Starlink will have trouble with tunnels and crowded downtown skyscraper areas, etc, similar to satellite TV/radio/etc. Starlink also will have some limit to the number of subscribers it can handle per square mile (or whatever area metric you prefer) without bandwidth starvation (similar to terrestrial cellular networks). So if Tesla uses Starlink in the future, it is likely Tesla would still include a LTE/GSM/whatever cellular service as a backup when Starlink is unavailable and/or underperforming for a given location.

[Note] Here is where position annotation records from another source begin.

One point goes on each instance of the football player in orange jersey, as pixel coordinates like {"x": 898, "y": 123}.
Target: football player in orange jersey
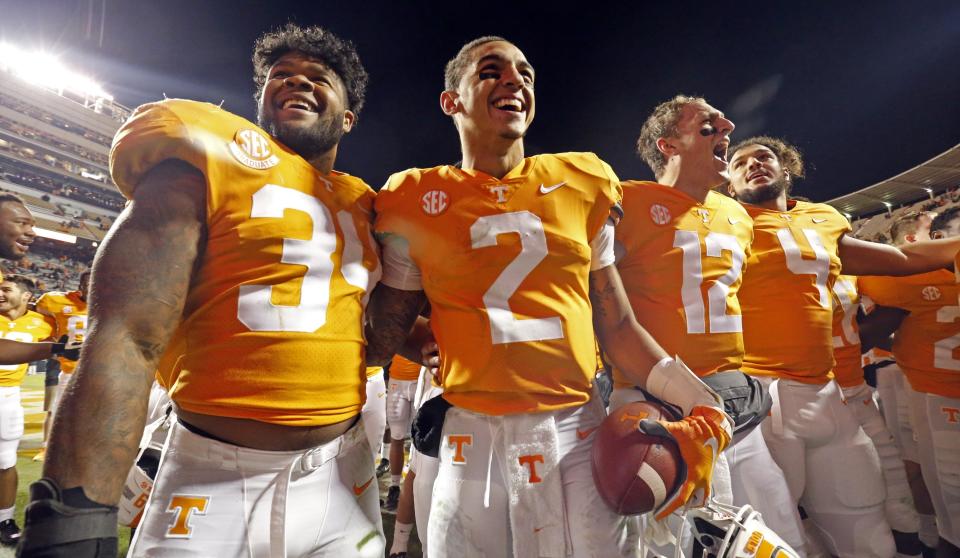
{"x": 16, "y": 236}
{"x": 848, "y": 373}
{"x": 796, "y": 255}
{"x": 681, "y": 251}
{"x": 66, "y": 312}
{"x": 245, "y": 254}
{"x": 922, "y": 312}
{"x": 515, "y": 256}
{"x": 19, "y": 324}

With a clear view of the sky, and not in a crowded (in terms of Starlink subscriber) area, Starlink would provide high bandwidth, low latency (the planned LEO and VLEO constellations will in some cases have better latency than terrestrial options) coverage, and likely do so at a highly competitive rate, even without having to give Tesla special pricing.

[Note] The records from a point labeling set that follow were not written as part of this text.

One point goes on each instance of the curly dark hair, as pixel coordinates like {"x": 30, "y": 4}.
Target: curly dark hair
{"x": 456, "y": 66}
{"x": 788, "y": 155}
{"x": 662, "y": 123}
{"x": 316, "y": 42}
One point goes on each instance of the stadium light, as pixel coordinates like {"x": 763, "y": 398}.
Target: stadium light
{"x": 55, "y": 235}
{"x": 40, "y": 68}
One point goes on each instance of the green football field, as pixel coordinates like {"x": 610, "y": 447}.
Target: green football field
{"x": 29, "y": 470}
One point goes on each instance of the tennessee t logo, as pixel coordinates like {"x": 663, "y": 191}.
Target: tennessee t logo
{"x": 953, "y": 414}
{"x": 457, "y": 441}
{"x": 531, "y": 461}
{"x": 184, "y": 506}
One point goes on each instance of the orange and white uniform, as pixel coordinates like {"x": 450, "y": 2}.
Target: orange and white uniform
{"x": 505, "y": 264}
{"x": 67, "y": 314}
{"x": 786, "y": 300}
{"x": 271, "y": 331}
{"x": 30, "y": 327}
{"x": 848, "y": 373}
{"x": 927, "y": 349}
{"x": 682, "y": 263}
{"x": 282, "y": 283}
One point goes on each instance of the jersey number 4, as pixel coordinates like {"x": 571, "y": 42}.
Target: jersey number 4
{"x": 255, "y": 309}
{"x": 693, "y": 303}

After all, typical cellular data service is usually some combination of limited bandwidth, limited data quota, or "unlimited" with scare quotes in which it eventually goes from fast to slow depending on your usage. But all these pricing schemes are just to extract more money from subscribers, none of the options guarantee a minimum speed (at most a maximum speed), so it would be more honest to have a flat rate. If Starlink doesn't participate in the pricing shenanigans, it could be cheaper just by being more honest.